Popeye
- Cover of the first issue (July 1976)
- Editorial Director: Ken Miyamoto
- Categories: Men's fashion magazine
- Frequency: Monthly
- Publisher: Magazine House Ltd.
- Founded: 1976
- First issue: July 1976
- Country: Japan
- Based in: Tokyo
- Language: Japanese
- Website: popeyemagazine.jp; magazineworld.jp/popeye;

= Popeye (magazine) =

Japanese men's fashion magazine

Popeye (stylized as POPEYE) is a monthly fashion and men's magazine published by Magazine House with the name licensed from King Features Syndicate. Founded in 1976, it is one of Japan's oldest magazines featuring articles about men's fashion. Its tagline is "Magazine for City Boys". The magazine introduced American youth culture to Japanese audiences and is Japan's longest-running men's fashion magazine.

==History and profile==
===Founding===
Popeye was conceived in 1976 as a male counterpart to an an, Magazine House's successful women's magazine. The magazine emerged from the merger of two existing publications, Ski Life and Made in U.S.A. According to cultural historian W. David Marx, founding editor Jirō Ishikawa originally wanted to name the publication "City Boys" before settling on Popeye.

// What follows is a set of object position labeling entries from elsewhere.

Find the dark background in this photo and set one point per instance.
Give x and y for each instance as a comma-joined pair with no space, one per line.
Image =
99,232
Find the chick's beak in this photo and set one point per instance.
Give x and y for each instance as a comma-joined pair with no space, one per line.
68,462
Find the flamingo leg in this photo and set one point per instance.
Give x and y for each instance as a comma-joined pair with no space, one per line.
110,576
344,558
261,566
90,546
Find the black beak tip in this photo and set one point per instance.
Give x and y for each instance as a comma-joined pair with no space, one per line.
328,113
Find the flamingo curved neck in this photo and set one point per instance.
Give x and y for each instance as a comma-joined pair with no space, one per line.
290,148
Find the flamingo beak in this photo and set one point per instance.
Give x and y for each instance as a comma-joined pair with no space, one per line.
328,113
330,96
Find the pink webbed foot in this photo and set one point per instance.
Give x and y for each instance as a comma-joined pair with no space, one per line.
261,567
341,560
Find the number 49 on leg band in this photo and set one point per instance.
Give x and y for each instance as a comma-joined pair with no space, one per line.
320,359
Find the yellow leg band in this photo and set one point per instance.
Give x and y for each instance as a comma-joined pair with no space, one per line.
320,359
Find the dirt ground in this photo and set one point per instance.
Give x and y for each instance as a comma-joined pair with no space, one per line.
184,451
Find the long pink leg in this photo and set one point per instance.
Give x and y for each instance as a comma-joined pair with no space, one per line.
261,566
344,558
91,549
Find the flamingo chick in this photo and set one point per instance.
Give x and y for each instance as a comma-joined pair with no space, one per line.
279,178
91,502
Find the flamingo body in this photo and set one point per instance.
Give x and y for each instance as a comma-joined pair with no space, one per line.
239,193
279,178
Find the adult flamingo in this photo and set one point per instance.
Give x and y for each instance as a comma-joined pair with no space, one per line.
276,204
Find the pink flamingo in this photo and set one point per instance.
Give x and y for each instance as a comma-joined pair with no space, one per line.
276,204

The first issue appeared in July 1976 and featured the fashion trends of Los Angeles. Art director Seiichi Horiuchi created the logo in 1976 and designed every issue throughout the decade. Yoshihisa Kinameri served as the launch editor.

===Publishing details===
The publisher is Magazine House Ltd., a Tokyo-based publishing company. The company, originally named Heibon Shuppan, founded the magazine in 1976.

The magazine was initially published biweekly before transitioning to monthly publication. Popeye covers fashion, clothing, accessories, bags, and shoes, and targets young, educated urban men.

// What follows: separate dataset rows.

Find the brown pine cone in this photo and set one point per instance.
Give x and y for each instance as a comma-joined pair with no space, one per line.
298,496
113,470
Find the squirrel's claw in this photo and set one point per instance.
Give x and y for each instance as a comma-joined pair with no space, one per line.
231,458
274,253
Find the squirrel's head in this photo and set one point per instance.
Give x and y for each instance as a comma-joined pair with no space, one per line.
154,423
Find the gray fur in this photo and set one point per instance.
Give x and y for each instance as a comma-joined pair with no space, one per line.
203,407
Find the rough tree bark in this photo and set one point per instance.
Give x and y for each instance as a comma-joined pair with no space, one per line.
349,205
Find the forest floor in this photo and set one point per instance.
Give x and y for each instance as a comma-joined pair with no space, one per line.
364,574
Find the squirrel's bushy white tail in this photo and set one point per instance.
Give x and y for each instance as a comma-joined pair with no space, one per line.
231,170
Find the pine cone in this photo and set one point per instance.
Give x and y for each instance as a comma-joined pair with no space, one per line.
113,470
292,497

===Competition and decline===
Following Popeyes success, publisher Kodansha launched Hot-Dog Press in 1979 as a direct competitor and "nearly identical rip-off". In 1982, Hot-Dog Press outsold Popeye for the first time. By 1991, Hot-Dog Press reported greater sales than Popeye, which had a circulation of 700,000.

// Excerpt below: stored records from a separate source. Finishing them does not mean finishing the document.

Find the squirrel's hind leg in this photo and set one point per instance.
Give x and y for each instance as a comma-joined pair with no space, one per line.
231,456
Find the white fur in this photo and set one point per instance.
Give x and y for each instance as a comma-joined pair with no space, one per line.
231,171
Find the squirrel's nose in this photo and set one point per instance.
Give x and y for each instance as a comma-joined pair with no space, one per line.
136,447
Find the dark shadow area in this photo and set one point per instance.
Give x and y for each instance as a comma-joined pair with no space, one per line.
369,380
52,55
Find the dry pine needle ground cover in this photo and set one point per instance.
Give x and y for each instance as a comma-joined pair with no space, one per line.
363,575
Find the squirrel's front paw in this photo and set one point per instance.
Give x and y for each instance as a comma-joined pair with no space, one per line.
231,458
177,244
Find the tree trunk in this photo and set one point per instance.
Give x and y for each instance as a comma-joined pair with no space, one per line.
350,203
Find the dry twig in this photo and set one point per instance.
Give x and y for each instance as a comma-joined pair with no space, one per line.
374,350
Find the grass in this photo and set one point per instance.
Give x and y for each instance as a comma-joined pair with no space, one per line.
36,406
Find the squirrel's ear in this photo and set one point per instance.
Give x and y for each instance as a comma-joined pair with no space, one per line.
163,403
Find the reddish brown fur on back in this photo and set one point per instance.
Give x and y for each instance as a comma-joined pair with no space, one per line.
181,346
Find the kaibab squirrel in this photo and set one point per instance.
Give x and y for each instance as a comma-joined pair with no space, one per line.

Both Popeye and Hot-Dog Press struggled by the mid-1990s as readers became less interested in magazines that dictated fashion trends.

===Editorial leadership and redesign===
In 2012, Takahiro Kinoshita became editor-in-chief and initiated a magazine redesign. Circulation grew to 100,000 during his tenure. Kinoshita left his position in 2018 to join Fast Retailing as an executive officer.

==Cultural impact and recognition==
Other Magazine House titles include an an, Brutus, and Croissant. In 2013, both Popeye and Brutus received the Fifth Best Magazine Award.

The magazine celebrated its 40th anniversary in July 2016 with a special issue that included a complete reprint of the original 1976 edition. The anniversary included collaborations with major fashion retailers, including a limited collection with BEAMS celebrating both brands' 40th anniversaries.

==Circulation and publication==
In 1999, Popeye reported a circulation of 220,000. As of 2024, the magazine continues monthly publication with digital editions and an online store.